Computing the fiber over $(0,0)$ for the normalization $\operatorname{Spec} \Bbb C[t]\to\operatorname{Spec} \Bbb C[x,y]/(y^2-x^2(x+1))$ Let $R=\mathbb{C}[x,y]/(y^2 -x^2 (x+1))$. Setting $t:=y/x$, we can show that $R[t]=\mathbb{C}[t]$ and use it to conclude that $R[t]$ is the normalization of $R.$
Now consider the corresponding normalization map $\phi:\operatorname{Spec}(\mathbb{C}[t])\rightarrow \operatorname{Spec}(R)$. My goal is to show that the fiber of $(x,y)\in \operatorname{Spec}(R)$ has exactly two points.
My idea was to make use of the fact that there is a natural bijection between $\phi^{-1}((x,y))$ and $\operatorname{Spec}(k((x,y))\otimes_R R[t])$, where $k((x,y)):=R_{(x,y)}/(x,y)_{(x,y)}$ is the residue field of $(x,y)$.
But I'm currently stuck on computing $\operatorname{Spec}(k((x,y))\otimes_R R[t])$. So any hint/help will be extremely useful.
Also, is there a different approach to prove the same result?
Thanks in advance.
 A: First, you can simplify $k((x,y))$ a little - for a maximal ideal $m\subset R$, $R_m/m_m$ is the same as $R/m$. So we're looking to understand what $R[t]\otimes_R R/(x,y)\cong R[t]/(x,y)$ is (ref for the last simplification).
Next, we need to do a little better with understanding what $R[t]$ is. Let's play around a little with $t$: as $t=\frac{y}{x}$, we get that $t^2=\frac{y^2}{x^2}$. But as $y^2=x^2(x+1)$, we actually have $t^2=x+1$. So we can write $x=t^2-1$ and $y=xt=t^3-t$, so it turns out that $R[t]\cong k[t]$ and the map $R\to k[t]$ is given by sending $x\mapsto t^2-1$ and $y\mapsto t^3-t$. This puts us down to considering $k[t]/(t^2-1,t^3-t)=k[t]/(t^2-1)$. As long as the characteristic of your field is not 2, $t^2-1$ splits in to distinct linear factors and so we find that $k[t]/(t^2-1)\cong k^2$ as rings. The spectrum of this ring is two points, and you're done.

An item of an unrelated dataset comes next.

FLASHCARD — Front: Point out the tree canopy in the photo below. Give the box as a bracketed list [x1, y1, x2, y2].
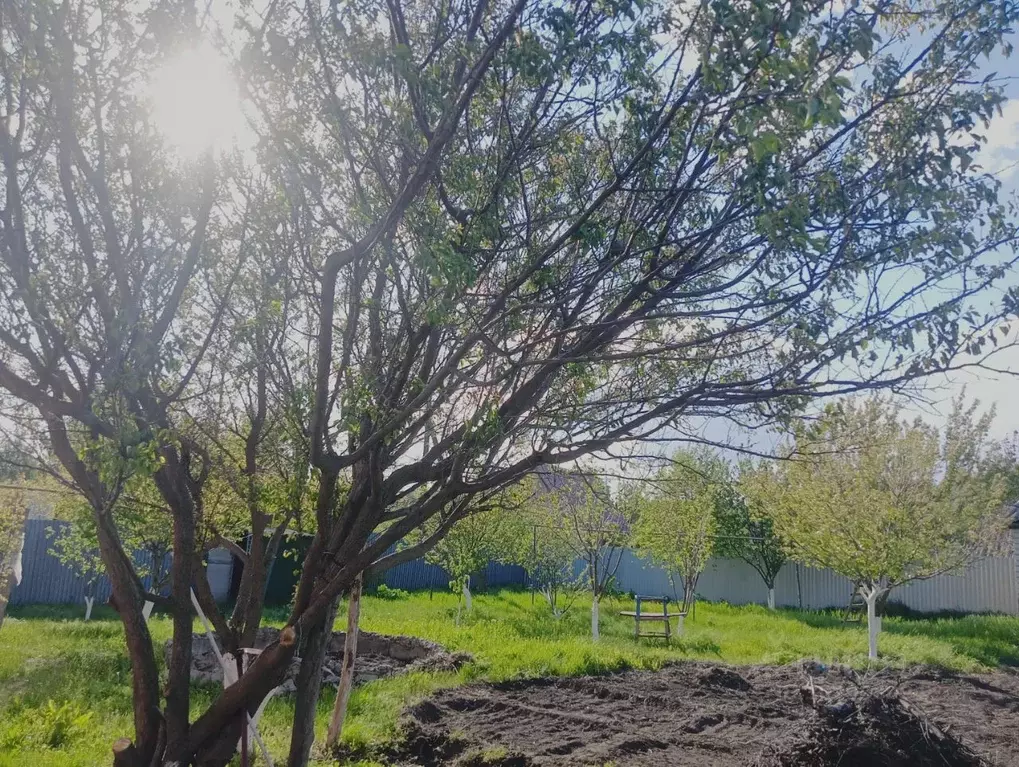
[747, 398, 1008, 655]
[0, 0, 1019, 766]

A: The question is stated in geometric language, and probably the other answer is what you are looking for, but let me try a purely algebraic approach.
Since $t=y/x$ and $y^2=x^2(x+1)$ in $R$, we get $x=t^2-1$ and $y=t(t^2-1)$, so $R=\mathbb C[t^2-1,t(t^2-1)]$ and $S:=R[t]=\mathbb C[t]$. The maximal ideals of $S$ are of the form $fS$ with $f$ an irreducible polynomial (equivalently, $\deg f=1$). We are looking for the maximal ideals lying over $(t^2-1,t(t^2-1))$, that is, $fS\cap R=(t^2-1,t(t^2-1))$. In particular, $t^2-1\in fS$, and this shows that $f=t\pm1$.